After failed attempts to push climate change legislation in his first term, President Barack Obama is going around Congress to move forward his climate change goals.
Obama is using executive authority to act on one of his 2012 campaign promises: set a standard for utility companies that would make 80 percent of America's electricity clean by 2035. This week, the Environmental Protection Agency proposed ambitious new rules that could reduce carbon emissions from power plants by 30 percent, compared to 2005 levels, by 2030.
Some are calling the Clean Power Plan proposal one of the most significant steps aimed at combating global warming to come out of the White House.
The electric power sector, primarily coal plants, accounts for about 40 percent of carbon emissions and about a third of all greenhouse gas emissions. Coal plants are the largest producer of electricity in the United States – nearly 40 percent. A big change there could have a significant impact on greenhouse gas emissions and the amount of electricity produced with clean technology.
But it is difficult to predict how much these changes – assuming the current proposal becomes the final rule – will chip away at that 80-percent-by-2035 goal. Regardless, this rule could reduce the amount of coal-produced energy and encourage utility companies to adopt clean technologies, said David Konisky, a public policy professor at Georgetown University.
"The new rule will represent an important step forward on reducing these emissions," Konisky said.
Under the EPA's proposed rule, coal-fired power plants across the country would have to adopt the new carbon emission limits, and each state would decide how to make it happen it from a list of options. The options include establishing or joining a regional or state-based cap-and-trade program, or plants could adopt clean energy technologies—such as solar or wind power.

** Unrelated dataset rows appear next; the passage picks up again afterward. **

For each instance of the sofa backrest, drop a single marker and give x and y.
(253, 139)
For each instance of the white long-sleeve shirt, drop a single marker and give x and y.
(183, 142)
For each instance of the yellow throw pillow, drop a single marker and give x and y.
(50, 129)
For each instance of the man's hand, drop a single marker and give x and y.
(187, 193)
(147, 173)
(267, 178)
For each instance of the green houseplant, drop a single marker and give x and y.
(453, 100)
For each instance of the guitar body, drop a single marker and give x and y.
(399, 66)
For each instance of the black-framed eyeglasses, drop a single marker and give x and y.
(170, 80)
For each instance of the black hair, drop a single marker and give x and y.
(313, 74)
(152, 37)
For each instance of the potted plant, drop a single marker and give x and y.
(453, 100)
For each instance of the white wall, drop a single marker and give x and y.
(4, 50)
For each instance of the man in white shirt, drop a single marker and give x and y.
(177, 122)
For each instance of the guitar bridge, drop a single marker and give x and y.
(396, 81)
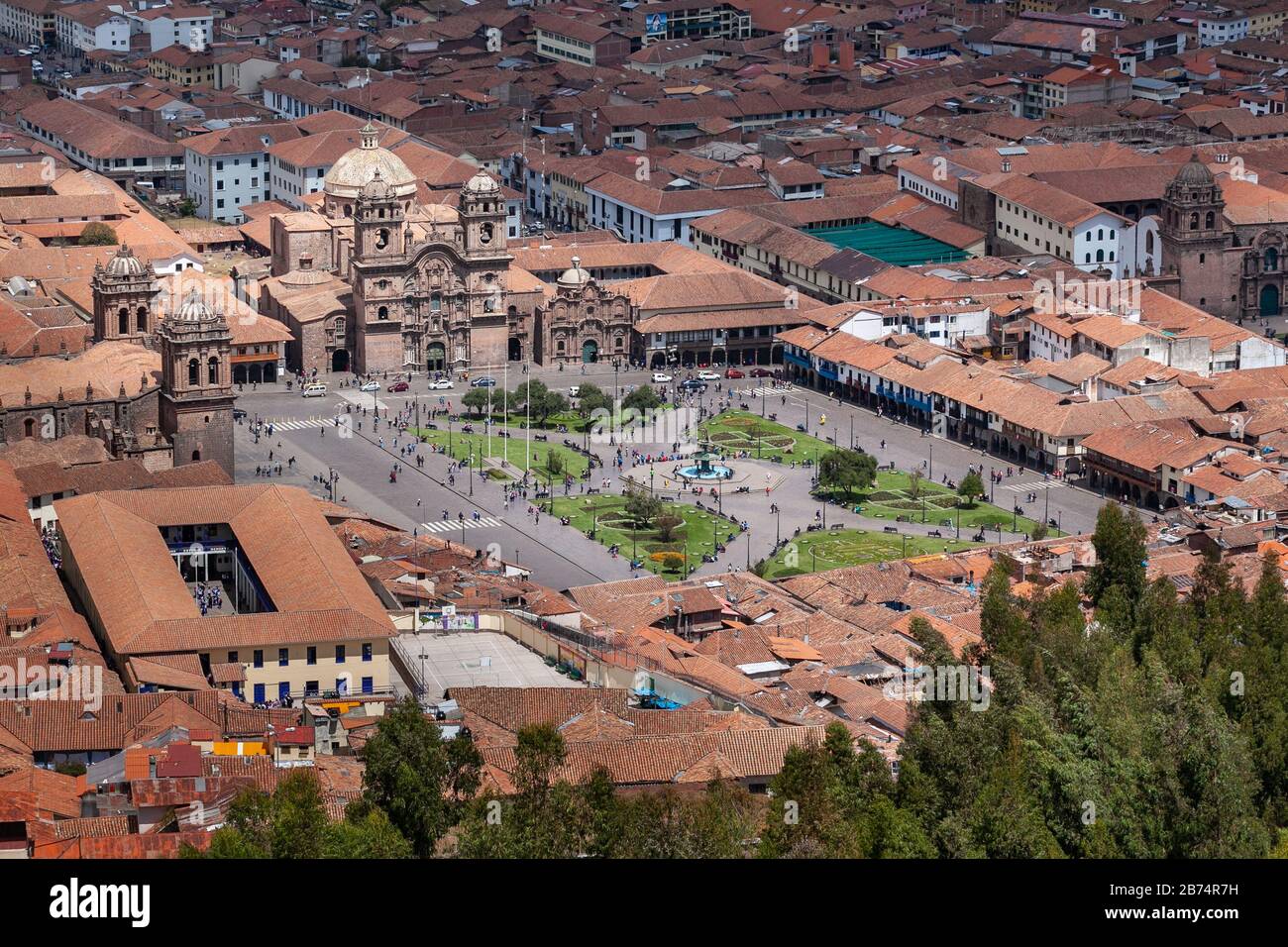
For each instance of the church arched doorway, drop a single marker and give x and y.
(1269, 300)
(436, 357)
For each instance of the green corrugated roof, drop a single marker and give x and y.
(890, 244)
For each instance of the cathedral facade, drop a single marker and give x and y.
(376, 281)
(1231, 265)
(163, 392)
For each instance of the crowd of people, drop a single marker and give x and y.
(209, 596)
(50, 539)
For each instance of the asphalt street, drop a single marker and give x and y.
(561, 557)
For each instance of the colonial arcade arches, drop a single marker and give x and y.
(436, 357)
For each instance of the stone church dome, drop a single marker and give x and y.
(1194, 172)
(124, 263)
(576, 277)
(359, 166)
(193, 309)
(482, 183)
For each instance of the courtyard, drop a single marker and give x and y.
(477, 659)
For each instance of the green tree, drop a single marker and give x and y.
(1120, 544)
(642, 399)
(666, 526)
(846, 471)
(971, 487)
(97, 235)
(591, 398)
(643, 508)
(417, 779)
(914, 484)
(370, 835)
(290, 823)
(536, 399)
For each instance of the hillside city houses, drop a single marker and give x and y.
(1054, 234)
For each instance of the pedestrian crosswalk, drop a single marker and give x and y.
(300, 423)
(449, 525)
(364, 398)
(1033, 486)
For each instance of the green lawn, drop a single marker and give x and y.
(889, 499)
(605, 517)
(827, 551)
(935, 505)
(513, 449)
(743, 431)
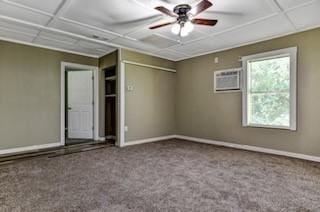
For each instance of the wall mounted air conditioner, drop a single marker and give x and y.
(227, 80)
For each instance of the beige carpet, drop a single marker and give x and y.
(165, 176)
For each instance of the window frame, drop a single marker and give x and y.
(292, 53)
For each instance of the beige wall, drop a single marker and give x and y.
(30, 94)
(106, 61)
(204, 114)
(150, 107)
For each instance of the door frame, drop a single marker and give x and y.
(95, 71)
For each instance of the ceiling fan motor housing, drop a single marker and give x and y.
(182, 11)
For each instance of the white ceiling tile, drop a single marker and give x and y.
(99, 47)
(257, 31)
(47, 6)
(194, 35)
(12, 35)
(233, 13)
(119, 16)
(59, 37)
(59, 45)
(23, 14)
(287, 4)
(81, 30)
(201, 46)
(18, 27)
(158, 41)
(135, 44)
(126, 23)
(171, 54)
(307, 16)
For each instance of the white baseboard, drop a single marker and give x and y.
(148, 140)
(251, 148)
(28, 148)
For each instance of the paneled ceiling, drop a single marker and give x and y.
(98, 27)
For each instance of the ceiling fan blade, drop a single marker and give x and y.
(206, 22)
(166, 11)
(161, 25)
(202, 6)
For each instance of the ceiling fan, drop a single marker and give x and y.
(184, 14)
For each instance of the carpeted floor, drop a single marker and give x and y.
(165, 176)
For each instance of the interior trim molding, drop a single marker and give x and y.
(148, 140)
(251, 148)
(28, 148)
(96, 78)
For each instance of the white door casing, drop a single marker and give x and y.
(80, 104)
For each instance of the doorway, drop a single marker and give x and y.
(79, 104)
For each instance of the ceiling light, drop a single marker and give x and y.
(188, 26)
(184, 32)
(175, 29)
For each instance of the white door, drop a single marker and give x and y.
(80, 104)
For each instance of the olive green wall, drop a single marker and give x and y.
(150, 107)
(30, 94)
(106, 61)
(204, 114)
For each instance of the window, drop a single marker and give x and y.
(269, 89)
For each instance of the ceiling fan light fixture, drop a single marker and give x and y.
(176, 29)
(188, 26)
(184, 31)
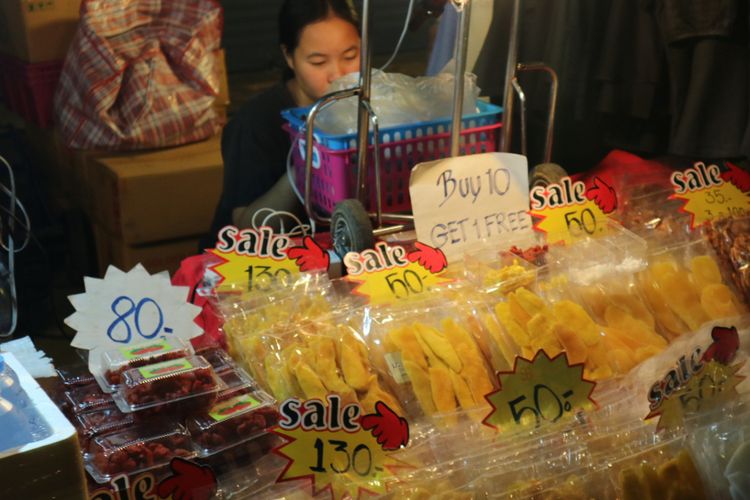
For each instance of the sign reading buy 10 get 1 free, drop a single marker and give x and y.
(459, 202)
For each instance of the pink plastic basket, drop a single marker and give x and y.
(334, 170)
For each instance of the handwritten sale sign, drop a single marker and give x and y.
(458, 202)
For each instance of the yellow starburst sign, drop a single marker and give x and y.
(711, 388)
(572, 222)
(328, 445)
(251, 272)
(540, 391)
(387, 273)
(715, 202)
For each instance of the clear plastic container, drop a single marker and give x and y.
(136, 450)
(176, 387)
(95, 423)
(232, 421)
(116, 361)
(218, 359)
(87, 398)
(76, 376)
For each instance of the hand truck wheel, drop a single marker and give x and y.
(351, 228)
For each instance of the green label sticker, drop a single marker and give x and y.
(165, 368)
(146, 349)
(231, 407)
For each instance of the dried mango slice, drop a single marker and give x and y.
(462, 391)
(705, 271)
(376, 393)
(439, 345)
(404, 339)
(680, 295)
(577, 319)
(718, 301)
(478, 380)
(463, 343)
(571, 342)
(637, 329)
(529, 301)
(420, 383)
(311, 385)
(353, 366)
(507, 353)
(442, 389)
(671, 325)
(514, 329)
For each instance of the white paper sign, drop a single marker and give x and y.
(130, 308)
(458, 202)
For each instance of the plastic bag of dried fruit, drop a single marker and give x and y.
(730, 239)
(684, 287)
(432, 361)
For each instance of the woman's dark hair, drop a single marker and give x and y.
(295, 15)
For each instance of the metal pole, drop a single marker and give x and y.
(510, 71)
(460, 55)
(364, 95)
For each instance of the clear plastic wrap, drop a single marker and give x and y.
(136, 450)
(320, 356)
(684, 287)
(115, 362)
(231, 422)
(433, 363)
(730, 239)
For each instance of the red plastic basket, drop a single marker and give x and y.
(334, 171)
(29, 88)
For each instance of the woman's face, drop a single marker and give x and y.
(327, 50)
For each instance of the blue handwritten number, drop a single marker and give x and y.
(123, 318)
(138, 316)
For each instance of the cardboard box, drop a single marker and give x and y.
(38, 30)
(166, 194)
(155, 257)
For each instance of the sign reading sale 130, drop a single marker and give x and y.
(256, 259)
(337, 448)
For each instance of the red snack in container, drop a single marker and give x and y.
(232, 422)
(96, 423)
(218, 359)
(87, 398)
(116, 361)
(175, 388)
(136, 450)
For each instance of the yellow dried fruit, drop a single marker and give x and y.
(420, 383)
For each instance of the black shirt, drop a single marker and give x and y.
(254, 148)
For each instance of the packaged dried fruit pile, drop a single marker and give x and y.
(684, 288)
(433, 363)
(730, 238)
(178, 407)
(247, 315)
(316, 357)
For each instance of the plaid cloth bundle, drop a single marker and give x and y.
(141, 74)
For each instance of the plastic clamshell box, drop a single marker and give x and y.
(49, 465)
(115, 362)
(95, 423)
(136, 450)
(218, 359)
(87, 398)
(75, 376)
(232, 422)
(189, 381)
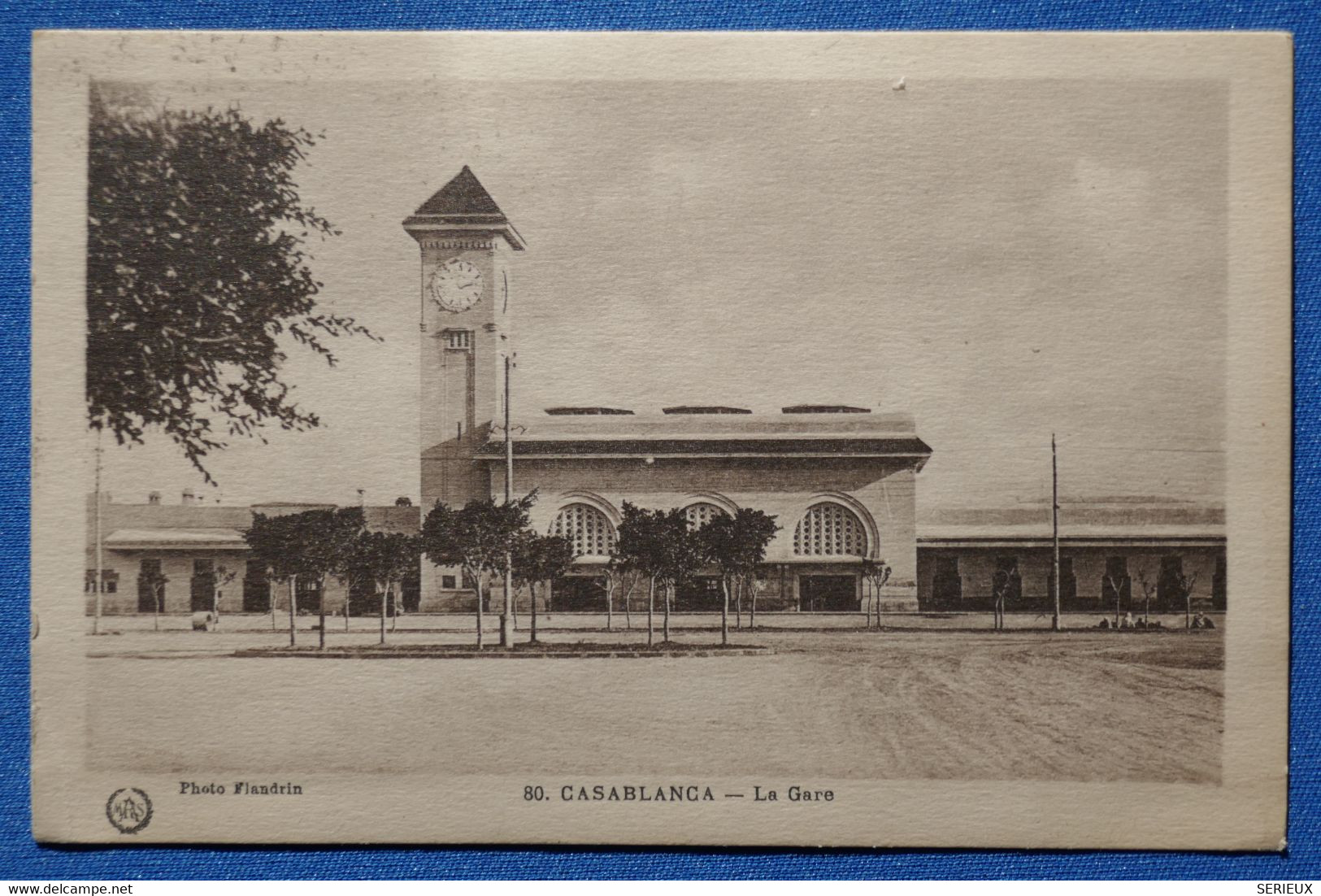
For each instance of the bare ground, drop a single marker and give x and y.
(849, 705)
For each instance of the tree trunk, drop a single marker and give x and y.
(651, 602)
(666, 623)
(532, 591)
(477, 585)
(321, 613)
(724, 611)
(293, 598)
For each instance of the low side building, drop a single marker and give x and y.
(200, 551)
(1141, 551)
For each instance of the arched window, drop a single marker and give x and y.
(699, 515)
(830, 530)
(589, 530)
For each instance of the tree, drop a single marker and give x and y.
(274, 543)
(382, 559)
(475, 538)
(680, 551)
(1000, 583)
(876, 574)
(637, 546)
(736, 546)
(537, 559)
(324, 546)
(197, 274)
(621, 576)
(1116, 587)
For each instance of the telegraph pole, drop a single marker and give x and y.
(506, 623)
(1054, 528)
(95, 585)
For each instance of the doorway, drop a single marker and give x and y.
(828, 595)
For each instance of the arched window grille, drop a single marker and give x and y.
(830, 530)
(587, 528)
(699, 515)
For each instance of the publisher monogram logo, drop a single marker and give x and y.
(128, 809)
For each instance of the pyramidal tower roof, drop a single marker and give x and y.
(463, 204)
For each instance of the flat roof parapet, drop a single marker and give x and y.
(824, 409)
(588, 411)
(704, 409)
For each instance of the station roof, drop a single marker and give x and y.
(162, 539)
(728, 435)
(1128, 522)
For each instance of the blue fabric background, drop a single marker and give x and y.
(20, 858)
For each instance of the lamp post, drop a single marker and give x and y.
(506, 620)
(97, 572)
(1054, 528)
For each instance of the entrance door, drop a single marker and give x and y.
(699, 595)
(148, 581)
(575, 595)
(828, 595)
(204, 585)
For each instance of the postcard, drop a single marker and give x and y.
(718, 439)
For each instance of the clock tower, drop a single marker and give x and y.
(467, 243)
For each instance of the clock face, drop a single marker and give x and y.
(456, 285)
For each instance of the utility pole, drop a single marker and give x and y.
(506, 621)
(95, 585)
(1054, 526)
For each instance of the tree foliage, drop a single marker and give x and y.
(475, 538)
(541, 558)
(197, 272)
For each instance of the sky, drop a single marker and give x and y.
(1002, 259)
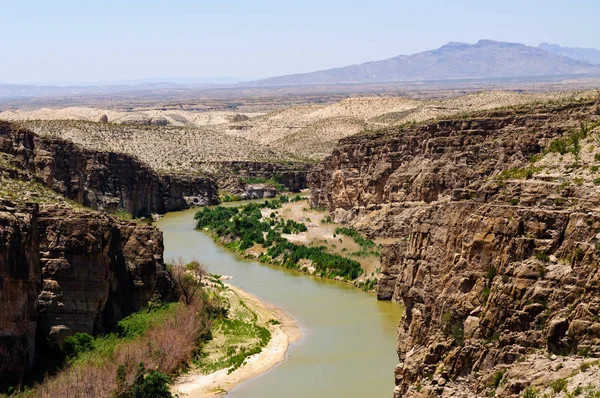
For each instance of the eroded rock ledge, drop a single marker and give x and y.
(495, 260)
(65, 270)
(103, 180)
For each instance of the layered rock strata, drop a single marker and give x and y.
(495, 260)
(103, 180)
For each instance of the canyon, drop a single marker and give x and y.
(488, 214)
(494, 216)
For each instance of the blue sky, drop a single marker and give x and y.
(110, 40)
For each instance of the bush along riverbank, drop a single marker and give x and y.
(149, 349)
(257, 230)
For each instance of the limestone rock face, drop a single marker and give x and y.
(490, 268)
(96, 270)
(65, 270)
(103, 180)
(20, 278)
(232, 175)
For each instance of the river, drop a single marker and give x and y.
(348, 348)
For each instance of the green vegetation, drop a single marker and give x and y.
(485, 295)
(497, 378)
(542, 256)
(457, 332)
(368, 285)
(136, 358)
(360, 240)
(275, 181)
(571, 143)
(122, 214)
(245, 227)
(226, 197)
(530, 392)
(558, 385)
(330, 265)
(519, 173)
(238, 336)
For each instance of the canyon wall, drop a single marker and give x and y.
(232, 175)
(20, 282)
(495, 258)
(103, 180)
(65, 270)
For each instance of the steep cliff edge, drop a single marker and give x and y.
(20, 281)
(103, 180)
(496, 222)
(65, 268)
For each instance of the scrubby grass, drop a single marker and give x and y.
(237, 337)
(275, 181)
(245, 227)
(360, 240)
(160, 338)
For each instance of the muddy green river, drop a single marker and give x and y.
(348, 345)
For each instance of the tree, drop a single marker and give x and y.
(188, 279)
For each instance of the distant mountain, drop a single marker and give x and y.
(485, 59)
(590, 55)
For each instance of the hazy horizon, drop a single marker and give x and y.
(70, 42)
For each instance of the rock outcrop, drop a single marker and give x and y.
(103, 180)
(233, 176)
(65, 270)
(495, 259)
(20, 281)
(96, 270)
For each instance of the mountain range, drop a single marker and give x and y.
(485, 59)
(590, 55)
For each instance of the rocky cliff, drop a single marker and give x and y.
(65, 268)
(103, 180)
(234, 176)
(95, 270)
(20, 281)
(496, 226)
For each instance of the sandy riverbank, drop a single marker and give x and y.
(197, 385)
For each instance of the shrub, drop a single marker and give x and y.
(356, 236)
(457, 332)
(491, 273)
(530, 392)
(558, 385)
(485, 294)
(497, 378)
(76, 344)
(152, 385)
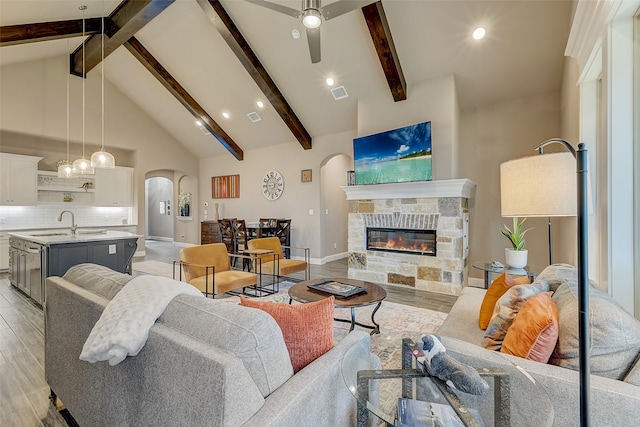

The concept behind the new rules come from Obama's Climate Action Plan, which he announced a year ago.
"Right now, there are no federal limits to the amount of carbon pollution that those plants can pump into our air. None. Zero. That's not right, that's not safe, and it needs to stop," he said in a speech at Georgetown University in 2013. "So today, for the sake of our children, and the health and safety of all Americans, I'm directing the (EPA) to put an end to the limitless dumping of carbon pollution from our power plants and complete new pollution standards for both new and existing power plants."
So how are Obama and the EPA able to put these regulations in place without Congress? Back in 2007, the Supreme Court ruled that the EPA is required to regulate greenhouse gas emissions under the Clean Air Act. On the same day he gave his Georgetown speech, Obama directed the EPA to act on this rule and come up with a proposal regarding the first-ever regulations on carbon emissions at new power plants by Sep. 20, 2013 (they did) and regulations for existing power plants by June 1, 2014 (the latest proposal).
The EPA will spend the next year collecting comments on the proposal, and Obama expects them to issue a final rule by June 1, 2015.
We expect the administration will encounter plenty of opposition before the EPA issues its final rule and begins to enforce the regulations. We'll be watching to see how events play out. For now, we move this promise from Stalled to In the Works.